For instance, you might receive 40% of the overall benefit from Set 1, 25% from Set 2, 15% from Set 3, etc., until you receive 100% from Set 6. As a result, 4×6 should help you grow muscle more quickly. The trade-off is that you have to perform 4-6 additional sets per session for only a slight (20%) improvement in results.
You Can Get Proficient At Exercises Faster
You get to spend more time under the bar when you perform more sets and reps. This enables you to perfect your form on the “big 3” compound workouts and accelerates the process of wearing down your neural adaptations (so you can start building muscle).
Who Should Use 3×5?
The targetted workout plan can be easier for beginners. But there are various factors depending on it. Let’s take a look into them.
If Getting Strong, Is Your Major Objective
Strength and hypertrophy have a high correlation, but that doesn’t mean they are incompatible. You don’t need to perform as many sets of each exercise if your primary goal is a strength rather than size. In fact, if you have to lower the weight on the bar, performing additional sets may hinder the development of your strength.
If You Have Poor Recovery
Be truthful. Eat enough calories to gain weight, or not? Do you get at least 8 hours of sleep every night? And when bulking, how much cardio do you do? If the answer to any of those questions was “no,” you should generally avoid using 4×6.
Casual Lifters With Little Time For Training
Rest for three to five minutes in between each session to maximize your strength performance. When you perform 5 sets of 5 repetitions for 2 or 3 exercises per workout, this soon adds up. If you only have a short amount of time to train, such as 60 minutes at lunch, you might do better to continue with 3×5.
Who Should use 4×6?
Unline the 3×5 workout plan, the targetted 4×6 workout plan is for the intermediates. There are various factors depending on it. Let’s take a look into them.
If Your 3×5 Results Have Plateaued
If your gains have slowed down after using 3×5 for a while, you can benefit from performing more sets.
Hardgainers Who Battle To Grow Muscle
According to research, some people respond less favorably to weight training and require greater volume to advance. Try switching to 4×6 if you’re confident in your recovery but still having trouble gaining ground.
Young Weightlifters That Desire To Increase Their Muscle Mass
4×6 is the best option if you want to gain muscle as quickly as possible and don’t mind hard workouts.

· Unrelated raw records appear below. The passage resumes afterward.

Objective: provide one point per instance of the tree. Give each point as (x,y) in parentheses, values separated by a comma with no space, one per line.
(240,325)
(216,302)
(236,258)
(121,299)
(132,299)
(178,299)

Is 3×3 or 5×5 stronger, and why?
You will become quite strong during the 3X3 program, and the 5X5 program will work better for you as you get stronger.
Is 3×5 equivalent to 5×3?
Supporters of the teacher claim that 5×3 refers to “five lots of 3,” whilst critics claim that because “times” is commutative (reversible), the distinction between 5×3 and 3×5 is meaningless. That not all equations are commutative is unquestionably true.
Is 5×3 good for strength?
In general, sets of less than 5 reps are ideal for developing power and/or testing strength, sets of 4–8 reps are good for developing strength, sets of 8–12 reps are good for developing hypertrophy (muscle size growth), and sets of 12+ are good for developing and testing muscular endurance.
In the end, whether you employ 3×5 vs 4×6, you’re going to make insane “newbie gains” as a beginner.
Therefore, maintaining consistency is crucial.
You’ve already won half the battle if you continue to attend the gym without being “burned out.”
Each time you exercise, you make a modest deposit into your bank account, which over time builds up and earns interest.